Segreteria editoriale

Federico Carbone - Dottore di ricerca Università degli Studi di Salerno/DiSPaC

Flavia Marani - Dottore di ricerca Università degli Studi di Pisa-École pratique des hautes études

Alessandro Bona - Università Cattolica di Milano

 

Federico Carbone, archeologo e numismatico, ha acquisito il titolo di dottore di ricerca in Metodi e metodologie della ricerca archeologica presso l'Università degli Studi di Salerno con una tesi dal titolo "Usi monetari a Gortina e Festòs: cronologie e aspetti produttivi". Presso lo stesso ateneo ha conseguito il Diploma di Specializzazione in Archeologia, oltre che la laurea triennale e specialistica.
Nel 2017 ha ottenuto una borsa postdoc di Perfezionamento presso la Scuola Archeologica Italiana di Atene. Altre borse di ricerca gli sono state assegnate dal Distretto Databenc e dall'International Numismatic Council.
Coordina il progetto di censimento e riordino della collezione numismatica  del Museo Diocesano 'San Matteo' di Salerno; collabora con il Parco Archeologico di Paestum e la Scuola Archeologica Italiana di Atene.
Dal 2014 è Cultore della Materia presso la cattedra di Numismatica greca e romana dell'Università degli Studi di Salerno.
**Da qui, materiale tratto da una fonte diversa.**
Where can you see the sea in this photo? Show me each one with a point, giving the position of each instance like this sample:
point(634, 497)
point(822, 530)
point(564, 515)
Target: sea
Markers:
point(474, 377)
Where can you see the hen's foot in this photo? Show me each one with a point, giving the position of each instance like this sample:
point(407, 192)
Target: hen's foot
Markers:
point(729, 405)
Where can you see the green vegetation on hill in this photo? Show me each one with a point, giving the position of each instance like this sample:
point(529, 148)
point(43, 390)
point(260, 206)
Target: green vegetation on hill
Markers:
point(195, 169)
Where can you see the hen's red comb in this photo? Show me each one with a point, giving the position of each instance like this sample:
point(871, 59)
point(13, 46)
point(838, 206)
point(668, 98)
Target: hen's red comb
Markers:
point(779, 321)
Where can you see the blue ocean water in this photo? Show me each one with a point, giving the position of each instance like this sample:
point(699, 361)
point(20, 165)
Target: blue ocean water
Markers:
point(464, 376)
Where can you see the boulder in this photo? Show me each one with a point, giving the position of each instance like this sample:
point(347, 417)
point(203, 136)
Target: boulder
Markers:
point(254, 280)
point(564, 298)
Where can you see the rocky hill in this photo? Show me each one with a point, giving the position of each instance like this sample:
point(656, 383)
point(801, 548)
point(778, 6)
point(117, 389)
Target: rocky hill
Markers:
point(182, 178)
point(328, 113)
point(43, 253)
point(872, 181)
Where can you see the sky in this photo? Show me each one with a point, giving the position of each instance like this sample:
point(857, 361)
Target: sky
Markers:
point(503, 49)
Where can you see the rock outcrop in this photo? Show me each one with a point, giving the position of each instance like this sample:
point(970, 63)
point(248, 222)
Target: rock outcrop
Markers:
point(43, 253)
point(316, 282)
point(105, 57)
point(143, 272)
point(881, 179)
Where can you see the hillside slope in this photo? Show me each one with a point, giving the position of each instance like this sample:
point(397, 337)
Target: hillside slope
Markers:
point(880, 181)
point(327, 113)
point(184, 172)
Ha svolto soggiorni finalizzati all'attività di ricerca in Belgio, Germania, Grecia, Inghilterra e Spagna. È autore di studi sulle produzioni di moneta delle zecche di Paestum, Velia e dell'isola di Creta (Gortina, Festòs, Axos, Lyttos).
E' allievo del I corso 'Scuola del Patrimonio' organizzato dalla Scuola dei beni e delle attività culturali (Mibac).

 

Flavia Marani, archeologa e numismatica formatasi all’Università degli Studi della Tuscia, si è specializzata presso la Sapienza-Università di Roma. Ha condotto la ricerca dottorale in cotutela con l’Università degli Studi di Pisa e l’École Pratique des Hautes Études di Parigi, discutendo una tesi dal titolo “Monete, circolazione ed economia nel Lazio meridionale in età tardoantica e altomedievale / Monnaies, circulation monétaire et économie dans le Latium méridional de l’Antiquité Tardive au haut Moyen Âge.
Dal 2012 è Cultore della Materia presso la cattedra di Numismatica antica dell’Università degli Studi della Tuscia, dal 2017 è Cultore anche per Storia romana. Fra i suoi interessi principali la relazione fra moneta e contesto archeologico di origine, lo studio dei ritrovamenti per ricostruire la circolazione monetaria e i processi economici, la moneta nei contesti funerari; predilige indagare i secoli della tarda antichità e dell’alto medioevo.
Collabora a progetti di ricerca diretti da Università italiane e straniere, Soprintendenze ed Enti, studiando e pubblicando le monete provenienti da scavi condotti a Roma, nel Lazio e in Toscana.
È assegnista di ricerca presso l’Università degli Studi di Siena nell’ambito dell’ERC "nEU-Med- Origins of a new economic union (VII-XII centuries)".

 

Alessandro Bona, archeologo e numismatico, si è laureato e specializzato presso l’Università Cattolica del Sacro Cuore di Milano. Ha svolto in numismatica sia la tesi di laurea triennale (“La produzione di moneta celtica della zecca di Mediolanum. I dati del territorio cittadino”) sia la tesi di diploma di specializzazione (“Le monete dagli scavi nei cortili dell’Università Cattolica di Milano - UC I-X. Analisi della documentazione precedente e successiva all’uso sepolcrale dell’area”). Dal 2014 è Cultore della Materia presso la cattedra di Numismatica dell’Università Cattolica del Sacro Cuore di Milano, della quale è titolare la professoressa Claudia Perassi. Tra i suoi principali campi di interesse figura l'interpretazione della documentazione numismatica proveniente da scavo archeologico.